I'll admit to having little idea how the state spends our taxes to "care for" the underclass (I was going to write "control the underclass", but that seems way beyond them). I've only ever visited one home for troubled teenagers (in Tunbridge Wells, believe it or not). This was back in the early '80s. It was a ghastly experience, especially as it was obvious that the spectacularly wet, chaotic,  chummy, laissez-faire regime presided over by the leftie who was showing me around was the exact opposite of what the kids needed - let's face it, you have to be some kind of ideologically-driven idiot to believe that allowing slovenliness, temper tantrums, profanity and a lack of respect for authority will help turn children with severe behavioural and emotional problems into responsible, confident adults. From the dribble of information we receive - usually via trials - it seems that the anything-goes approach exemplified by the home I was taken round has since become the norm. Despite practically every British TV crime drama these days trying to convince us that all children's homes used to be run by dementedly-strict, sexually-abusive sadists (and I expect some were) it's not clear that the current "anything goes" approach is serving the kids - or society - any better.

Anyway, I have to go down the shops, but I can't be bothered to walk all that way. I know - I'll call the police!

1 comment:

  1. Reading about this atrocity and about the little girl who was systematically beaten to death by her "parents" in Derby [they are being sentenced to-day] I suspect both cases -putting the horror aside if possible - will take their well-worn, weary course.
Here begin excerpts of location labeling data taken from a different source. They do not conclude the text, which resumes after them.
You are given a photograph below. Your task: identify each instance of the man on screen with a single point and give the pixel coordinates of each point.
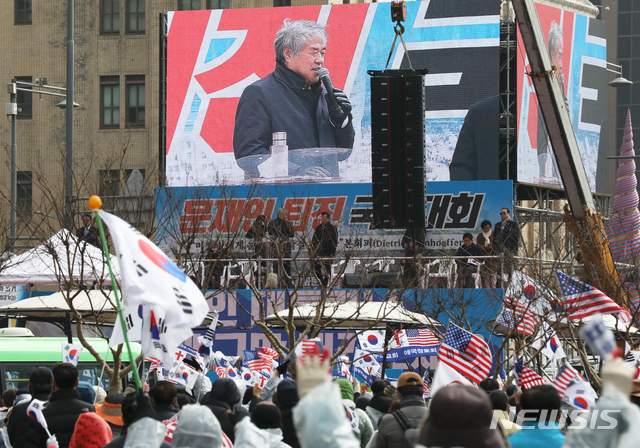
(292, 99)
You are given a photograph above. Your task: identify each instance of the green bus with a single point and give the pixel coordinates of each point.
(19, 356)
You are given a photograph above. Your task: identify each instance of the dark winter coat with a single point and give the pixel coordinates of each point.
(61, 414)
(225, 416)
(325, 240)
(390, 433)
(282, 102)
(164, 412)
(18, 425)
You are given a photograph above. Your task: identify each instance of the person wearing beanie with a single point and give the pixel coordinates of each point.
(40, 387)
(135, 406)
(500, 405)
(224, 401)
(380, 403)
(63, 410)
(489, 385)
(540, 402)
(91, 431)
(197, 428)
(111, 412)
(266, 416)
(391, 434)
(365, 428)
(635, 392)
(362, 403)
(461, 416)
(287, 392)
(87, 394)
(100, 394)
(164, 400)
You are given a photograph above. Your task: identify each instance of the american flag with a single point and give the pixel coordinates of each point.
(525, 377)
(267, 353)
(421, 337)
(582, 300)
(425, 387)
(255, 362)
(566, 375)
(221, 367)
(466, 353)
(309, 347)
(517, 316)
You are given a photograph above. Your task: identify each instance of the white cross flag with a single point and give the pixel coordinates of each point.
(173, 303)
(207, 339)
(71, 353)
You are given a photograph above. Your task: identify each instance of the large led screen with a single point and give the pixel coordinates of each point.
(577, 48)
(226, 95)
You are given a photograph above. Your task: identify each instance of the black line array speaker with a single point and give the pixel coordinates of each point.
(397, 149)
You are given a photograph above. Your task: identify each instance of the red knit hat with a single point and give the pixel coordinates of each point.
(91, 431)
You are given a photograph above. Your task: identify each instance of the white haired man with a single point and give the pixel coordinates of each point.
(292, 99)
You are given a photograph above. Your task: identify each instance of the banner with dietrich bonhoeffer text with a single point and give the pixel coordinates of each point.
(453, 208)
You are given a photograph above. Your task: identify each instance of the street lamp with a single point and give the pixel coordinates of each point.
(620, 80)
(11, 109)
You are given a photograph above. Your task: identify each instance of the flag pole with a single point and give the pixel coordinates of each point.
(95, 203)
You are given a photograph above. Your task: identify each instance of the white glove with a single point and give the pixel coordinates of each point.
(311, 371)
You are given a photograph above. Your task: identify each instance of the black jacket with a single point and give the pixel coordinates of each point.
(289, 435)
(280, 102)
(119, 443)
(476, 153)
(325, 240)
(19, 420)
(164, 412)
(471, 252)
(61, 414)
(281, 233)
(92, 237)
(225, 416)
(506, 238)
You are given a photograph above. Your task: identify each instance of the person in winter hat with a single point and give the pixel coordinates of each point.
(500, 405)
(360, 422)
(542, 404)
(461, 416)
(197, 428)
(266, 416)
(411, 392)
(380, 403)
(91, 432)
(224, 401)
(287, 398)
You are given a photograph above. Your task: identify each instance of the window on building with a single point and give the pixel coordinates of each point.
(135, 16)
(217, 4)
(127, 173)
(109, 182)
(24, 99)
(110, 19)
(135, 100)
(109, 102)
(24, 191)
(23, 12)
(188, 5)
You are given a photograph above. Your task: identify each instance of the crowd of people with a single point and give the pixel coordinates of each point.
(311, 411)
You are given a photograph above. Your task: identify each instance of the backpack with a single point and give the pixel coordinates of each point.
(410, 433)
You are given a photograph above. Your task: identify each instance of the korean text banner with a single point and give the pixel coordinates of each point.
(453, 208)
(577, 47)
(214, 57)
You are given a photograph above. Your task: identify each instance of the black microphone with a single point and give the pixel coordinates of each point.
(323, 73)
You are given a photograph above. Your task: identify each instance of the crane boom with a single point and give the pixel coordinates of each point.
(582, 221)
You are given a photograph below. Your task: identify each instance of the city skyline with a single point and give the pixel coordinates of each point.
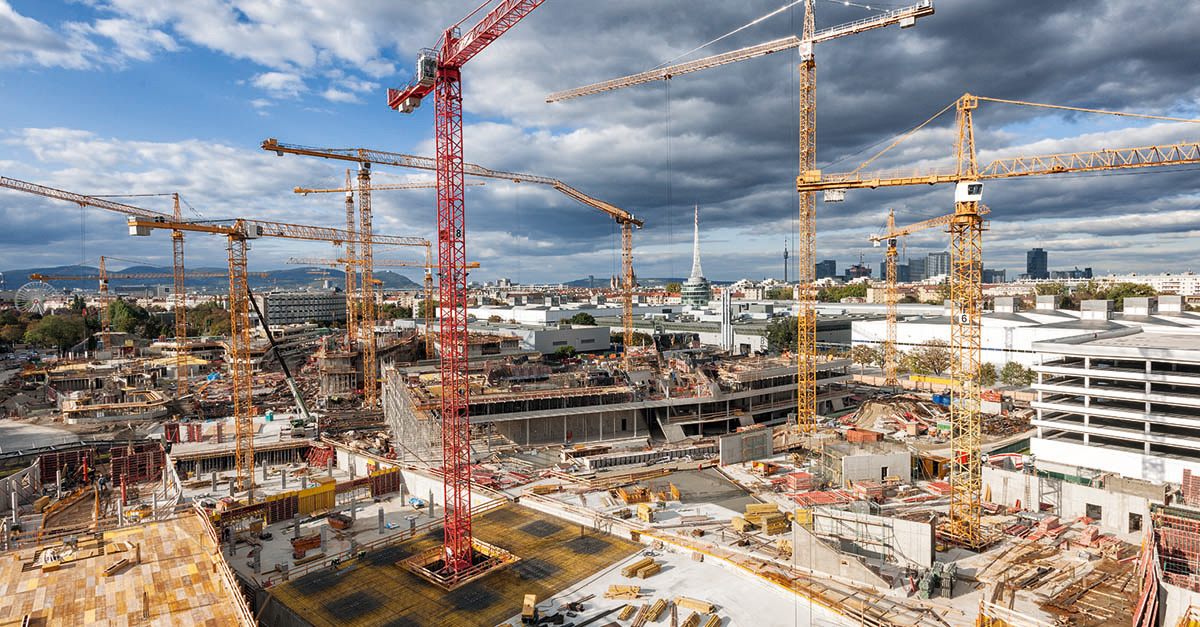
(115, 96)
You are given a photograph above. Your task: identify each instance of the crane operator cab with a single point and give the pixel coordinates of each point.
(426, 66)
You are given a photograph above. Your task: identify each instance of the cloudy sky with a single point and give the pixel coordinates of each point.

As everybody involved seemed to be or had been in care or under some sort of supervision by the social services [like Victoria Climbie in 2000 and Peter Connelly in 2007] there will probably be

    1. A serious Case Review. Lots of meetings, lots of files, lots of jargon-laden nonsense.
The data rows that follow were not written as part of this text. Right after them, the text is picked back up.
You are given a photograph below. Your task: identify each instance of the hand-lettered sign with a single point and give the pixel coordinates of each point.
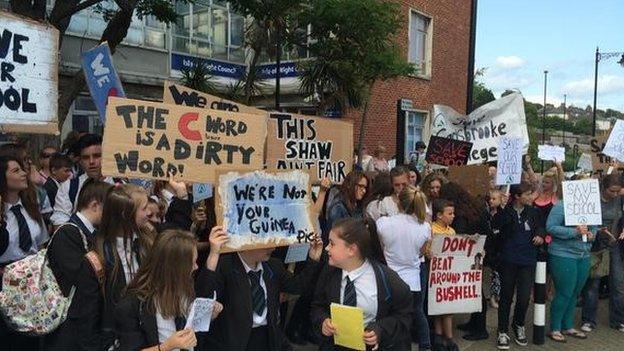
(28, 75)
(581, 201)
(455, 274)
(152, 140)
(101, 77)
(448, 152)
(615, 144)
(484, 126)
(509, 167)
(261, 209)
(322, 147)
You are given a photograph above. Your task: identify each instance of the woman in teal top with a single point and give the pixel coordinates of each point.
(569, 261)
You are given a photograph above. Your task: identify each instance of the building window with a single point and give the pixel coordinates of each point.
(419, 52)
(414, 123)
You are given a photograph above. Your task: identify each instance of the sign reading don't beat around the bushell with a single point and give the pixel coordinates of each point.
(154, 140)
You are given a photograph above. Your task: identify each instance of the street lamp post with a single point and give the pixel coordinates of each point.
(601, 56)
(544, 114)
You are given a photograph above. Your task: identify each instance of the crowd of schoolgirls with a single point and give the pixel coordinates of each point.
(133, 258)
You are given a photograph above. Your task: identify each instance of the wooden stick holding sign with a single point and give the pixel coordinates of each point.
(153, 140)
(262, 210)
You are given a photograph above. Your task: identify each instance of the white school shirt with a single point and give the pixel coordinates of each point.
(166, 328)
(127, 258)
(260, 320)
(63, 207)
(402, 237)
(365, 290)
(38, 234)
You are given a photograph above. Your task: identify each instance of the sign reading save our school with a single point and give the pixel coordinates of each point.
(447, 152)
(154, 140)
(322, 147)
(261, 209)
(484, 126)
(455, 274)
(101, 77)
(28, 75)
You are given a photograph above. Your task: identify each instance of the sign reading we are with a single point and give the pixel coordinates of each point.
(154, 140)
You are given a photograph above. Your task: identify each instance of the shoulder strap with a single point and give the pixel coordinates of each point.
(74, 184)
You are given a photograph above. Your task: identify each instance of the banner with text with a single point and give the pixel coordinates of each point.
(261, 209)
(484, 126)
(447, 152)
(455, 274)
(153, 140)
(101, 77)
(581, 200)
(320, 146)
(29, 61)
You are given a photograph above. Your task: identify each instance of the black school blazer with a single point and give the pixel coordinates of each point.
(232, 329)
(394, 308)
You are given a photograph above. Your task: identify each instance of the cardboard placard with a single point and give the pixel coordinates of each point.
(261, 209)
(177, 94)
(448, 152)
(473, 178)
(320, 146)
(29, 64)
(509, 167)
(455, 274)
(581, 200)
(153, 140)
(483, 126)
(101, 77)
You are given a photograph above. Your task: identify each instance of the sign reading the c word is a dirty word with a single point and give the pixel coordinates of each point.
(581, 200)
(456, 274)
(322, 147)
(153, 140)
(28, 75)
(509, 170)
(262, 209)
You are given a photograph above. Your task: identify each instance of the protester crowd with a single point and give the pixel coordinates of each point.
(135, 256)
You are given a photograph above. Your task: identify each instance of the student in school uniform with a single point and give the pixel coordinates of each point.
(122, 243)
(248, 284)
(352, 278)
(75, 267)
(89, 148)
(22, 232)
(60, 171)
(152, 315)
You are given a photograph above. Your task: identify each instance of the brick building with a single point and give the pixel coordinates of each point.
(437, 38)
    2. A scapegoat [s] inside both Hartlepool and Derbyshire County Council will be identified and fired.

    3. Scapegoat [s] will be re-instated by a tribunal and compensated for unfair dismissal [in the Baby P case Haringay paid Sharon Shoesmith a reputed £680,000 and a legal bill of £200,000]

    4. The police will remain very quiet ["nothing to do with us"].

    5. The psychopaths will soon be amongst us again. After being sentenced in 2007 Peter Connelly's mother [Tracey Connolley] and one accomplice [Jason Owen] were released respectively in 2013 and 2011. They have both been given new identities and are living in accommodation funded by the taxpayer. Her partner, Stephen Barker, is not due for release until 2019 because he was also convicted of raping a 2-year old boy]. The aunt of Victoria Climbie was sentenced to 22-years and as a French citizen was transferred to the French jail system [why?]; her partner is still locked up in the UK [I think]. And so it will go on....

    In the Spectator of 2nd April 2016 Fraser Nelson wrote about the return of eugenics and what advances have been made in that subject. Here are two brief excerpts for those who have not read it:

    "Extrapolations are now made about how far the quality of human stock worldwide has been eroded by health care and welfare."

    "When it comes to screening out personality flaws such as potential alcoholism, psychopathy and disposition to could argue that people have a moral obligation to select ethically better children." [The latter is a quote from Julian Savulescu , editor of "The Journal of Medical Ethics".]

    I thought that humanity had once again reached the bottom of the barrel when ISIL burnt alive the Jordanian fight pilot in a steel cage, but apparently we can still match them here at home.